HN6Go to this Headnote in the case.In determining whether its exercise of personal jurisdiction over a defendant constitutes fair play and substantial justice, a court examines the following factors: “(1) the burden on the defendant in appearing; (2) the interest of the forum state in adjudicating the dispute; (3) the interest of the plaintiff in obtaining convenient and effective relief: (4) the interest of the judicial system in obtaining the most effective resolution of the controversy; and (5) the interests common to all sovereigns in promoting substantive social policies.” Back Bay Farm, LLC, 230 F.Sup.2d at 187.

HN7Go to this Headnote in the case.As for the first factor, [*12] it “is only meaningful where a party can demonstrate some kind of special or unusual burden.” Hasbro, Inc., 994 F.Sup. at 45, quoting Pritzker v. Yari, 42 F.3d 53, 64 (1st Cir. 1994). While Salomon S.A. claims that because it is a French company with no office or personnel located in Massachusetts, having to defend itself in Massachusetts would put it at a severe disadvantage, it does not differentiate itself from any other alien corporation with no presence in the forum state.4 As such, Salomon S.A. has not shown any special or unusual burden, and the first factor holds no significance.

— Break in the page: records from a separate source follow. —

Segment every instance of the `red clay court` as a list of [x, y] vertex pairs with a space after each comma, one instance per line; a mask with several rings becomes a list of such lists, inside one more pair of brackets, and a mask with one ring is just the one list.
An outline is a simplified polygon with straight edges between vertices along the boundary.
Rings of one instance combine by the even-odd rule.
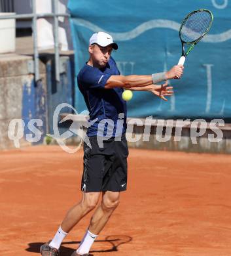
[[[39, 255], [81, 198], [82, 150], [28, 147], [2, 151], [0, 161], [0, 255]], [[128, 171], [128, 190], [92, 255], [231, 255], [230, 156], [130, 149]], [[61, 255], [77, 247], [90, 216]]]

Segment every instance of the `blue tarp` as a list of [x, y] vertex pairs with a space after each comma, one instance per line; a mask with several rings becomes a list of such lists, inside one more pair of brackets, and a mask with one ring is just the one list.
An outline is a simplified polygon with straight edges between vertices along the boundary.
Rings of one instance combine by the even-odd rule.
[[[69, 0], [76, 74], [88, 58], [90, 35], [111, 34], [119, 49], [113, 56], [123, 75], [167, 70], [181, 54], [179, 28], [190, 11], [205, 8], [214, 15], [208, 35], [188, 54], [184, 75], [171, 80], [175, 95], [168, 102], [135, 92], [128, 116], [158, 118], [231, 117], [230, 0]], [[78, 112], [86, 110], [79, 89]]]

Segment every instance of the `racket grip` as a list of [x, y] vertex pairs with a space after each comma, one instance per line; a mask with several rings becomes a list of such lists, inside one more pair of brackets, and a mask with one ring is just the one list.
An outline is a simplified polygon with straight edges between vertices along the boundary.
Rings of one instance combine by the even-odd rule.
[[185, 61], [185, 56], [181, 56], [181, 57], [179, 60], [179, 62], [178, 62], [177, 65], [183, 65], [183, 66], [184, 66]]
[[[179, 60], [179, 62], [178, 62], [177, 65], [183, 65], [183, 66], [184, 66], [185, 61], [185, 56], [181, 56], [181, 57]], [[179, 76], [176, 75], [175, 78], [177, 78], [178, 79], [179, 79]]]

– – – – – – – – – – – – – – Footnotes – – – – – – – – – – – – – – –

4 Additionally, the case Salomon S.A. cites to support its assertion that its status as a French company with no Massachusetts presence provides a basis to deny personal jurisdiction is not a personal jurisdiction case. Rather, the case, The Bremen v. Zapata Off-Shore Co., 407 U.S. 1, 92 S. Ct. 1907, 32 L. Ed. 2d 513 (1972), deals with a forum selection clause in a contract between the parties.

– – – – – – – – – – – – End Footnotes- – – – – – – – – – – – – –

The court finds that the next four factors weigh in favor of this court asserting personal jurisdiction over Salomon S.A. First, Massachusetts clearly has an interest in adjudicating the claims of one of its residents injured by a product sold [*13] in Massachusetts and provided by a company that specifically solicits Massachusetts business. Second, as the United States District Court in Massachusetts has recognized, “[t]he average consumer who is injured by a defective product generally lacks the resources necessary to enable him to prosecute his claim effectively against the manufacturer who is situated in a distant jurisdiction.” Mark v. Obear & Sons, Inc., 313 F.Sup. 373, 376 (D.Mass. 1970). This is especially true here where Salomon S.A. is located in a distant foreign country. Third, because witnesses, medical records, documents, and other evidence in this case are likely scattered among Utah (where LaFond’s accident occurred), Massachusetts (where LaFond resides and where the binding was sold), and France (presumably where Salomon S.A. designed and manufactured the binding), Massachusetts is as effective a forum location as Utah or France. Similarly, while Massachusetts and France both have an interest in promoting substantive social policies, Massachusetts’ interest is stronger here given the facts of this case.

Finally, this court notes that failing to assert personal jurisdiction over Salomon S.A. in this case would in [*14] fact not comply with traditional notions of fair play and substantial justice. This court declines to permit “a manufacturer such as [Salomon S.A.] whose plant is a great distance from the State where it causes its products to be marketed . . . as a practical matter [to] insulate itself against suits by injured consumers by the simple expedient of [providing] its products through an independent distributor.” Mark, 313 F.Sup. at 376.

ORDER

Based on the foregoing, it is hereby ORDERED that Salomon S.A.’s motion to dismiss for lack of personal jurisdiction is DENIED.